A specific English name, as well as “Estate” or “Estate Car” was “Shooting Brake”. I assume that this referred to the vehicle used to take guns and similar out to a “Grouse Shoot” (or whichever other bird was due to be eaten). The use of “Brake” interested me, because this term is used in the UK to refer to baggage cars, relating back to the fitting of “guard’s vans” with handbrakes to be applied on whistle signals from the locomotive. I assume this association continued, so at least one English name related to a rail vehicle rather than the “station”.

Peter

…One little bitty change: Chevy Trailblazer is not front wheel drive…It is either rear wheel or 4-wheel drive. Powered by a state of the art I-6 of 270 hp.
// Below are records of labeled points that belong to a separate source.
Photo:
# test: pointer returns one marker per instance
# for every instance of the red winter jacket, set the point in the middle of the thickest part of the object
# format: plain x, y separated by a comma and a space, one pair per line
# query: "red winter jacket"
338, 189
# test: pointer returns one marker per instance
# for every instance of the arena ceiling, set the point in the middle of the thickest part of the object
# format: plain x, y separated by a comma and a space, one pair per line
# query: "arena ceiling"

…Ed, install “fording” equipment on that Jeep and go almost anywhere…I drove the military version in the far east across streams by putting it in low transfer and 1st gear and put my feet up on the dash and pulled out the hand throtle and across the water we went kicking sideways but getting to the other side and water around me up to the dash…A bit scary but it made it.

Hmmm, my neighbor’s spins the front wheels on the ice and it sounds like a sewing machine wreching its guts out just to get the vehicle moving from a stop sign. Maybe they got a broken one? I didn’t even consider buying one because of theirs. I just got a blazer, two door. I think it is one of the least “station wagon” looking ones. Its just big enough to fit my HO modular unit in the back.

Quentin,

Wife wont let me get the snorkel for the 95 Wrangler, but she said great on the 51 Willys Wagon, it even has a factory bracket already in place for the snorkel!